People claiming injuries and the doctors they sue now must meet and at least talk of settling any time a medical malpractice case is filed, according to rules adopted Monday by the Madison County court.

The effort is aimed at healing wounds in an arena of law overtaken by an emotional and political debate. Medical malpractice cases that aren’t settled can turn into bitter affairs, and in recent years the issue has spawned battles in the Illinois Legislature.

It was in Madison County that Gov. Rod Blagojevich in 2005 signed compromise legislation limiting the amount of money for pain and suffering that any doctor or hospital could be forced to pay in a lawsuit while also reforming the physician insurance industry. The county’s reputation as an epicenter in the national debate over the issue was reinforced that year when President George W. Bush made a speech in Collinsville calling for civil justice reform.

Doctors saw their insurance premiums skyrocket just a few years ago, and dozens of physicians closed shop in the area. Insurance companies readily blamed the aggressive Metro East trial bar.

Many lawyers, however, still contend that the courts were never at fault. Instead, they say, greedy corporations were simply looking for a scapegoat to justify their unfair rate hikes during tough economic times.

Earlier this year, some Madison County judges said they had enough of their courthouse being repeatedly maligned as a “judicial hellhole.” Chief Circuit Judge Ann Callis established a judicial committee to investigate the issue and determine whether any procedural changes could ease the tension between doctors and lawyers.

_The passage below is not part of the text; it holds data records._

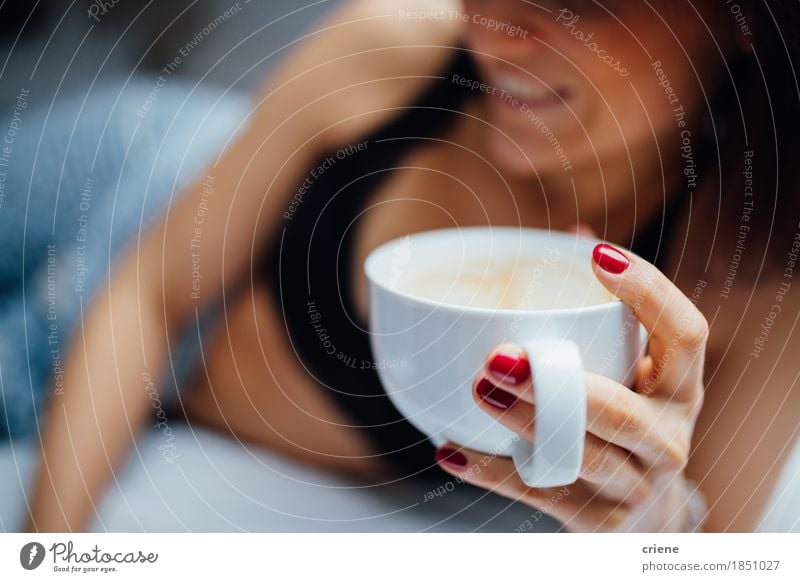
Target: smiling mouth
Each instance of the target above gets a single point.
(528, 91)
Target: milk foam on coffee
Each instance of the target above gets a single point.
(527, 282)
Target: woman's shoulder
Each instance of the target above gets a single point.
(351, 72)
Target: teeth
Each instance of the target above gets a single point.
(524, 89)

Judges met with leaders of the Illinois State Medical Society, as well as its insurance company — the largest medical malpractice company in the state. Numerous lawyers also took part in the discussions, though some questioned whether judges were pandering to political forces.

The results were the new rules announced Monday. In addition to mandatory mediation, a panel of judges will be required to meet monthly to review pending medical malpractice cases. Also, plaintiffs will have the opportunity to amend lawsuits to comply with a state law requiring a certificate of merit — a report that the case has been reviewed by a physician before filing.

Whether the rules will have much of an effect remains to be seen. Both sides of the medical malpractice debate — trial lawyers and doctors — were cautious in their comments.

Rex Carr, a veteran lawyer from East St. Louis who has handled dozens of medical malpractice cases, said the rule will be helpful “if the spirit of the rule is adhered to, if a good-faith effort is made by both parties to settle.” He noted that the rules will not force him to settle, and won’t have an impact on defendants who deny responsibility.

On the other side of the debate, Dr. Rodney Osborn, president of the state medical society, said his organization was still reviewing the new rules, but he thanked Callis and the other judges “for including doctors in the discussions on how to improve the expensive and lengthy medical litigation process in Madison County.”